I realized that I misread the Ring trilogy by the time that I saw the last film, The Lord of the Rings: The Return of the King (2003).  The trilogy was not at all about the vows and symbols that bind a man and a woman.  The films managed, by adopting decidedly feminist perspective, to wholly reject the notion of men and women engaging in committed relationships.  Marriage, what's that good for?

I should at least be able to escape the harangue of feminists when I sit down to watch a fantasy adventure movie about knights, wizards, elves and dragons.  But, no, that’s not how it worked in this case.  Screenwriters Philippa Boyens and Fran Walsh worked tirelessly to interject feminist propaganda into Tolkien’s Middle-earth trilogy.  They were on a sacred mission.  One feminist blogger felt such devotion to Boyens‘ efforts that she dubbed the screenwriter "St. Philippa of the Screenplay."  

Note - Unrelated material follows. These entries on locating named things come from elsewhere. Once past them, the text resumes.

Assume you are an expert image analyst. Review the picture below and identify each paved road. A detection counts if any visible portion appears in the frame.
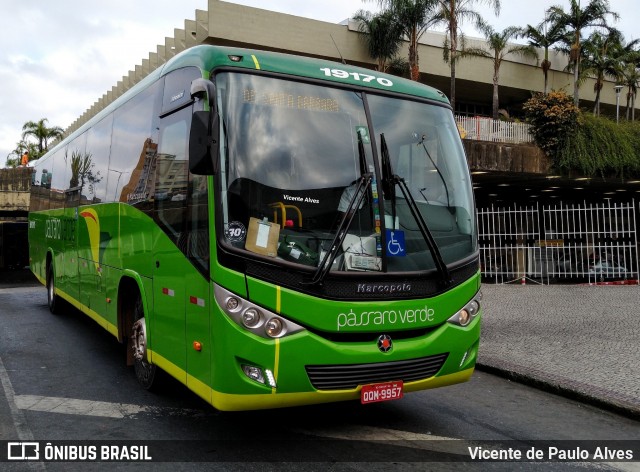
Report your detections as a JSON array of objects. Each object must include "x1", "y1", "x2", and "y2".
[{"x1": 479, "y1": 284, "x2": 640, "y2": 418}]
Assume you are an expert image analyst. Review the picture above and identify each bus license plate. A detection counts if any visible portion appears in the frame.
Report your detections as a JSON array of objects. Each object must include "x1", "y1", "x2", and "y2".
[{"x1": 360, "y1": 381, "x2": 403, "y2": 404}]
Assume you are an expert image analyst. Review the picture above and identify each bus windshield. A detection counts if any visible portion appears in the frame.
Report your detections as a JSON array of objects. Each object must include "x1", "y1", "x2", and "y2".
[{"x1": 216, "y1": 73, "x2": 476, "y2": 272}]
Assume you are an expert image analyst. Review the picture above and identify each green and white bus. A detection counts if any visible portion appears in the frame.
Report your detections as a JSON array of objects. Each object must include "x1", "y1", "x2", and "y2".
[{"x1": 29, "y1": 46, "x2": 481, "y2": 410}]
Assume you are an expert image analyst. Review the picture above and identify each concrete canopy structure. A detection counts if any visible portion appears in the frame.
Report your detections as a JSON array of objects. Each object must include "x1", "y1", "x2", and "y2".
[
  {"x1": 61, "y1": 0, "x2": 640, "y2": 205},
  {"x1": 67, "y1": 0, "x2": 624, "y2": 133}
]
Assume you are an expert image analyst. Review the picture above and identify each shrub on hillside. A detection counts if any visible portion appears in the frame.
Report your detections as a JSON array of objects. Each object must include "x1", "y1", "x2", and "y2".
[{"x1": 523, "y1": 90, "x2": 580, "y2": 161}]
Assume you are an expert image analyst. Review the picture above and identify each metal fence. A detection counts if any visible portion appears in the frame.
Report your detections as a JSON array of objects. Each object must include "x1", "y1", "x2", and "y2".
[
  {"x1": 478, "y1": 201, "x2": 640, "y2": 284},
  {"x1": 456, "y1": 115, "x2": 533, "y2": 144}
]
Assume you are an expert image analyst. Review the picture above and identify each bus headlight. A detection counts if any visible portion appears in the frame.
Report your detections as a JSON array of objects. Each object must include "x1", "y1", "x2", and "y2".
[
  {"x1": 214, "y1": 285, "x2": 304, "y2": 340},
  {"x1": 242, "y1": 308, "x2": 262, "y2": 328},
  {"x1": 447, "y1": 292, "x2": 482, "y2": 326},
  {"x1": 264, "y1": 318, "x2": 284, "y2": 338}
]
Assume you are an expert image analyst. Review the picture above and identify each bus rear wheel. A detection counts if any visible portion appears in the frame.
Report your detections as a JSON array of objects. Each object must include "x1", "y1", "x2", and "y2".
[{"x1": 131, "y1": 295, "x2": 158, "y2": 390}]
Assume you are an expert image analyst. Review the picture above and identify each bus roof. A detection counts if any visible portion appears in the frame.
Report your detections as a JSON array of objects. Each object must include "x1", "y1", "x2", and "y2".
[
  {"x1": 162, "y1": 45, "x2": 449, "y2": 105},
  {"x1": 49, "y1": 45, "x2": 449, "y2": 152}
]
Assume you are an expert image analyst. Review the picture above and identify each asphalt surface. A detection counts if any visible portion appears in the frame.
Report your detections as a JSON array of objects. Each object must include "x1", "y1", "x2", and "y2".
[
  {"x1": 478, "y1": 284, "x2": 640, "y2": 419},
  {"x1": 0, "y1": 270, "x2": 640, "y2": 419}
]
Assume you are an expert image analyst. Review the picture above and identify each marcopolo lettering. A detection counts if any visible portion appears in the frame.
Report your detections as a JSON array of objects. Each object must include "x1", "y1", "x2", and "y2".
[{"x1": 356, "y1": 283, "x2": 411, "y2": 294}]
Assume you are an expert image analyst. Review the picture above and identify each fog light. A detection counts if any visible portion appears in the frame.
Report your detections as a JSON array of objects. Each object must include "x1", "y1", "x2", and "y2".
[
  {"x1": 460, "y1": 351, "x2": 469, "y2": 367},
  {"x1": 242, "y1": 308, "x2": 260, "y2": 328},
  {"x1": 458, "y1": 308, "x2": 471, "y2": 326},
  {"x1": 264, "y1": 318, "x2": 284, "y2": 338},
  {"x1": 242, "y1": 364, "x2": 264, "y2": 384},
  {"x1": 227, "y1": 297, "x2": 240, "y2": 311},
  {"x1": 467, "y1": 300, "x2": 480, "y2": 317},
  {"x1": 265, "y1": 369, "x2": 276, "y2": 388}
]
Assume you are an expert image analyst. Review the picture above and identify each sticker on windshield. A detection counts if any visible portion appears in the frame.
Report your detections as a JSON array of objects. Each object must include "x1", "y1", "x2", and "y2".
[
  {"x1": 226, "y1": 221, "x2": 247, "y2": 243},
  {"x1": 356, "y1": 126, "x2": 371, "y2": 144},
  {"x1": 386, "y1": 229, "x2": 407, "y2": 257}
]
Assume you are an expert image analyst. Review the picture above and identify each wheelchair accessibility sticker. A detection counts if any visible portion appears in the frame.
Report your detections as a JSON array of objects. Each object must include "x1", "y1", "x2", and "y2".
[{"x1": 386, "y1": 229, "x2": 407, "y2": 257}]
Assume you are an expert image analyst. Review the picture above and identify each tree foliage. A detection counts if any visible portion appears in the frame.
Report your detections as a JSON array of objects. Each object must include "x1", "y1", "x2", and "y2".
[
  {"x1": 523, "y1": 90, "x2": 580, "y2": 160},
  {"x1": 524, "y1": 91, "x2": 640, "y2": 177}
]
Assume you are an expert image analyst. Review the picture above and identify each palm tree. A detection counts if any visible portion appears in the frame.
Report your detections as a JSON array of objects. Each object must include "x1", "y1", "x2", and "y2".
[
  {"x1": 580, "y1": 29, "x2": 625, "y2": 116},
  {"x1": 461, "y1": 25, "x2": 538, "y2": 120},
  {"x1": 522, "y1": 19, "x2": 565, "y2": 95},
  {"x1": 5, "y1": 139, "x2": 37, "y2": 167},
  {"x1": 435, "y1": 0, "x2": 500, "y2": 109},
  {"x1": 353, "y1": 10, "x2": 402, "y2": 72},
  {"x1": 365, "y1": 0, "x2": 438, "y2": 81},
  {"x1": 547, "y1": 0, "x2": 619, "y2": 106},
  {"x1": 621, "y1": 62, "x2": 640, "y2": 121},
  {"x1": 22, "y1": 118, "x2": 64, "y2": 157}
]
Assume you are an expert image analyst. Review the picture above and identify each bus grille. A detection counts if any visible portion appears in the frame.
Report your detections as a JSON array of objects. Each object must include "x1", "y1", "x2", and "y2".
[{"x1": 305, "y1": 353, "x2": 449, "y2": 390}]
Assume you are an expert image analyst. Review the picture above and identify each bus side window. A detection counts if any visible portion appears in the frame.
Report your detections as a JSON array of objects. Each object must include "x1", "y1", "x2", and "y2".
[{"x1": 155, "y1": 107, "x2": 209, "y2": 275}]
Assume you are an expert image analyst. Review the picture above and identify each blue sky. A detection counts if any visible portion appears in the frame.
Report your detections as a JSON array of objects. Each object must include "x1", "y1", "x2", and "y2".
[{"x1": 0, "y1": 0, "x2": 640, "y2": 162}]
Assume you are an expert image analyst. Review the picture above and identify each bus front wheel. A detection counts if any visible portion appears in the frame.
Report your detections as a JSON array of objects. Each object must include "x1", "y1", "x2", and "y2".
[{"x1": 131, "y1": 295, "x2": 157, "y2": 390}]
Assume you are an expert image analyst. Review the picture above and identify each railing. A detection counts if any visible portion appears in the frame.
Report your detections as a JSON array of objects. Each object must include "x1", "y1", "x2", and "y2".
[
  {"x1": 478, "y1": 201, "x2": 640, "y2": 285},
  {"x1": 456, "y1": 115, "x2": 533, "y2": 144}
]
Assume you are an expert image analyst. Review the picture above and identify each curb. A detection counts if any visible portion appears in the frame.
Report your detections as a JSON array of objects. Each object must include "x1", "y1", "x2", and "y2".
[{"x1": 476, "y1": 362, "x2": 640, "y2": 420}]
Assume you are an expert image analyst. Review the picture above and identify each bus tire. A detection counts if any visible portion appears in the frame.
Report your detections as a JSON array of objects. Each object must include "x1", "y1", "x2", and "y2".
[
  {"x1": 47, "y1": 264, "x2": 62, "y2": 315},
  {"x1": 131, "y1": 294, "x2": 158, "y2": 390}
]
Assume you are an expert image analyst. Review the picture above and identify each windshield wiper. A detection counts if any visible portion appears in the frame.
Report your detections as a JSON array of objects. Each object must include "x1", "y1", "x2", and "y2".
[
  {"x1": 418, "y1": 134, "x2": 455, "y2": 214},
  {"x1": 306, "y1": 134, "x2": 373, "y2": 285},
  {"x1": 380, "y1": 133, "x2": 452, "y2": 286}
]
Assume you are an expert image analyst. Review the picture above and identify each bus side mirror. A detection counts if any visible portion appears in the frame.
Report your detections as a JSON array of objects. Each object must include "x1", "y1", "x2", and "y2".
[
  {"x1": 189, "y1": 111, "x2": 220, "y2": 175},
  {"x1": 189, "y1": 78, "x2": 220, "y2": 175}
]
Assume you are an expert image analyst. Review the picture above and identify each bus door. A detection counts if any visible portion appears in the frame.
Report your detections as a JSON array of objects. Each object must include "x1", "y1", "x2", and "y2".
[{"x1": 152, "y1": 73, "x2": 211, "y2": 401}]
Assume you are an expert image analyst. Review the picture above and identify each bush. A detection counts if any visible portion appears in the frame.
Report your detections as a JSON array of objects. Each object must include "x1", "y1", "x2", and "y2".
[
  {"x1": 554, "y1": 113, "x2": 640, "y2": 177},
  {"x1": 523, "y1": 90, "x2": 580, "y2": 161},
  {"x1": 523, "y1": 91, "x2": 640, "y2": 177}
]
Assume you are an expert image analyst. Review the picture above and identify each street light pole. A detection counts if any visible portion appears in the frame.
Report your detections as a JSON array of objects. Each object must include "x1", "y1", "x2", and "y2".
[{"x1": 613, "y1": 85, "x2": 622, "y2": 123}]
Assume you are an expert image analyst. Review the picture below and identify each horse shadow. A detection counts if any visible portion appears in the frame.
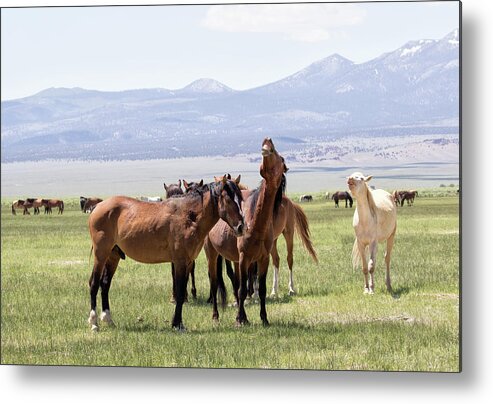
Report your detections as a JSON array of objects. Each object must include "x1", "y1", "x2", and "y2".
[{"x1": 391, "y1": 286, "x2": 411, "y2": 300}]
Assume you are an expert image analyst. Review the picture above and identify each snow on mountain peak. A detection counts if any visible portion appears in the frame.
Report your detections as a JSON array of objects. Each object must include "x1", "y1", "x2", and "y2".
[{"x1": 182, "y1": 79, "x2": 233, "y2": 93}]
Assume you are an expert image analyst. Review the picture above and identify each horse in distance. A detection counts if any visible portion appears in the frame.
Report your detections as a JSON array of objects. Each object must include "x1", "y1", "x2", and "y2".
[{"x1": 332, "y1": 191, "x2": 353, "y2": 208}]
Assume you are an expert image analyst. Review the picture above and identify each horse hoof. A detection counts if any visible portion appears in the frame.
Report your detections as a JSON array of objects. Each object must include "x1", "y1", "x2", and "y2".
[
  {"x1": 173, "y1": 323, "x2": 187, "y2": 333},
  {"x1": 236, "y1": 319, "x2": 250, "y2": 327}
]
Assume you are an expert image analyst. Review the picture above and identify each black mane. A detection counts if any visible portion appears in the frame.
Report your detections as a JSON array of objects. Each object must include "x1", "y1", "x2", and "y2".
[{"x1": 248, "y1": 174, "x2": 287, "y2": 218}]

Boyens made herself hero to feminists early on.  While writing the first movie, she decided that Tolkien had made elf princess Arwen too passive and she simply had to do something about that.  So, she took a heroic rescue scene performed in the book by a male swordsman and reworked the scene for Arwen, thereby transforming the enchanting royal lady into a sweaty, muscular Xena Warrior Princess.  Fans protested when they heard about this, which prompted director Peter Jackson to abandon the scene.  However, this did not deter Boyens and Walsh, who would continue to pursue their feminist agenda in less obvious ways. 

Dominant in the feminist dogma is the belief that women are cheapened and fooled by romantic devotion to men.  This presented a problem for Boyen and Walsh as the story’s two leading ladies, Arwen and Eowyn, are willing to risk their lives for the love of a nobleman, Aragorn.  In the book, Eowyn confronts Aragorn as he prepares to ride toward the Paths of the Dead.  She fears for his death and wants to join him on his dangerous journey.  Eowyn falls into despair when Aragon rebuffs her.  Boyens sought to lessen Eowyn’s heartbreak and indicate factors other than Aragorn’s rejection as the reason for her tearful mood.  Boyens said that it weakened this woman to be “suicidal that some guy had ridden off and left her.”  Walsh added, “We didn’t want to victimize her in that scene.”  Let the feminist message go out to the world: To give your heart to a man and to shed a tear over his potential death is to be a victim.

 
An important moment in the book occurs when Arwen decides not to flee to the safety of Rivendell and remain in Middle-earth in hope of Aragorn’s return from war.  She refuses to believe the two of them will never be together again and she is willing to wait for him even if it means sacrificing her immortality.  Boyens and Walsh changed this significantly in the movie.  They had Arwen leave for Riverdell and, en route, have a vision of a child she will bear if she marries Aragorn.  She decides to turn back and remain in Middle-earth not for Aragorn but for the child.  Boyens said that, without this vision, she could not see “why the hell” Arwen would have reason to stay.  A woman can never be motivated to make a great sacrifice for a man, even though it’s acceptable for a man like Aragon to repeatedly risk his life to protect his loved ones.  Devotion and sacrifice are serious burdens and serious burdens are to be born only by men, who are too thick-skulled to know better and too useless to otherwise matter.

And this came from two women who admitted that, in reading the Tolkien books, the female character they related to the most was Shelob the giant spider.

Films can be highly influential.  It is dangerous and immoral to sneak insidious propaganda into a seemingly innocent film.  Even when its message is out in the open, protest drama is invariably limited in its artistic value and its understanding of human character.  Protest drama is at most times boring and at other times irritating.